Wow, what a true testiment that this disease is an obsession! Tomorrow will be 2 weeks sober for me and I just woke up from a nap where I was dreaming that I was drinking wine. I was drinking it from a plastic cup the way I would when I would hide my drinking during the day. OMG, it really freaked me out.
However, I was so happy when I woke up and realized that I'm very much sober!!! Can't wait to celebrate my sobriety tomorrow morning by waking up feeling great and ready for a productive day
Yes alot. Had a recurring type of drunk dream. I'd wind up taking a drink, then my mind would narrate within the dream "it's just a dream", then a creepy voice in the dream would say "but you cheated and drank during your sobriety". This went on for 15 years. I did some writing and meditating about it and the dreams went away. It just proves that you're an alcoholic.
OH yes, I have had many drunk dreams in the 5+ yrs Ive been sober.
Some of mine seem so real that I wake up questioning whether I really did drink.
In some of the dreams I remember crying, cuz I had to tell my sponsor and home group that I had drank.
One dream in particular made me feel so bad that I had a hard time getting thru that day. I couldnt shake the dream from my conscious. It kept coming back to me and I kept thinking about it all day long. Was horrible. But then again .... maybe it wasnt so horrible, cuz it certainly helped me to realize what would happen if I did drink.

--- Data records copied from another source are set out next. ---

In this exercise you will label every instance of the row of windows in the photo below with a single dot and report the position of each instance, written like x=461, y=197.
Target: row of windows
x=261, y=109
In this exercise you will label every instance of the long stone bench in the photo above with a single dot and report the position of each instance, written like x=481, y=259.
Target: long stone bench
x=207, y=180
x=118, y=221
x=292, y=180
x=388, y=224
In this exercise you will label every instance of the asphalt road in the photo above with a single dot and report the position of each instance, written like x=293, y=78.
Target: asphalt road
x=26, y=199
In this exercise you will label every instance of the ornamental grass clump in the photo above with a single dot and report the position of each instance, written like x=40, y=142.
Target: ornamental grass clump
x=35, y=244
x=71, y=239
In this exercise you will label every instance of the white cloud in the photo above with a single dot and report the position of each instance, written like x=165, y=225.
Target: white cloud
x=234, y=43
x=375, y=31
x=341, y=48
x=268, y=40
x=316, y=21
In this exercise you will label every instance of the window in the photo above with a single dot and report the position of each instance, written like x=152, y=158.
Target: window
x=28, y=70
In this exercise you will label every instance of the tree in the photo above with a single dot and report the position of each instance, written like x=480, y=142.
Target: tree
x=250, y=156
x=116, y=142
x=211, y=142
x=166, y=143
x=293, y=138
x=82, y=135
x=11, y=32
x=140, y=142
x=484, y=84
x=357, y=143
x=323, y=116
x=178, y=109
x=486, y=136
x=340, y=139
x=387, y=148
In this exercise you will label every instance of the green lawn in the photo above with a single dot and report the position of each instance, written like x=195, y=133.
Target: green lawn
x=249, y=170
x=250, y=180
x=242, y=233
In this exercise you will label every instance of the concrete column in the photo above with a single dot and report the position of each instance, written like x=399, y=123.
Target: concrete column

I do know that there is one of the most overwhelming feelings of gratitude when I wake up and realize that it was just a dream. Im most generally within minutes ( after I get the coffee started ) on my knees back at the bed thanking God for being sober and that the 'drunk dream' was in all reality a nightmare.
It's funny that many of you said how real it was. My dream was so vivid; as if I was actually drinking! Even when I woke up I had to take a second to realize that I had not in fact taken the drink.
I remember feeling so upset that I had taken the drink. I know that I will be challenged many, many times and tempted to "just have one" but I hope that I can remember how good it was to wake up and realize that I hadn't done it.
2 weeks today!!! I'm sure you're all sick of me counting almost EVERY day in my posts, but honestly I'm just so excited. I feel good to be at a point where I can say "weeks" instead of days. Looking forward to being able to say MONTHS!!
I used to dream about drinking, might have been God reminding me what it was like.
I have not had a dring dream in a long time but I find occasional dreams about attending AA meetings now. I always have a great day after one of those dreams.
Larry, ---------------- "Step One -- You messed it up Step Two -- It can be fixed Step Three -- But not by you!"
Congrats! Yeah, I still dream about drinking. It's usually a 'fear' or 'stressor' response for me. I still love my dreams; free movies in my head. The drinking usually doesn't last long and before too long I'm back to chasing zombies on all fours with Liam Neeson and my 7th grade science teacher in an upside-down cruise-ship on dry land in a city-park full of dancing sunflowers.
Then my 5-year old jumps into the bed, kicks me in the nuts and I wake up.
The several I've had were very very (un) real. I could've sworn I was there but then its my subconscious replaying the habit. Last time it happened it took my wife two responses to convince me that "No you didn't leave the house last night". My sponsor reaffirmed that with "Enjoy it; it was a freebee." LOL They will go away for times. (((hugs)))
You know, during previous failed attempts at staying sober, I did have drinking dreams. Old-timers and my sponsor would just tell me just about all people have those and that it's a reminder for you that your disease is still waiting to jump up and get you.
In this sobriety, I didn't have any for years. I've only had one the whole time I've been sober and I don't even remember how long ago it was, but after I had it, I buckled down to make sure I wasn't lapsing in my recovery program on a daily basis and leaving a weak link in my chain of "one day at a time".
Funny thing is, though, I've had several smoking dreams since I quit cigarettes in '89. LOL
It's quite normal, though, for us to have drinking dreams. Just let it remind you to take a good look at what you're doing---or not doing---on a daily basis to stay sober. Be sure you're doing all the things you need to do in your program of sobriety.
I am remembering a previous thread on this topic where someone suggested that among other things, a single random drinking dream could be handled as a freebie.
I had one last week. In the dream I had all the thoughts about the horror of having relapsed and having to change my date. I have to say, I was drinking a delicious Belgian beer, which I am totally happy never to have in real life again.
In fact a friend is traveling there in Belgium the moment, where I spent my honeymoon a ways back before sobriety. I told him to have one for me. I decided to consider the dream a way to enjoy the flavor with out the dire consequences of the alcohol. For me at this point I don't think the dream is about the obsession, which has been lifted. It could be about complacency. I don't know, did like being able to taste without it being real. If I start to guzzle regularly while sleeping, well then I might have to reconsider. I'm not sure I can control my sleeping life, but Dean's post suggests how this is possible.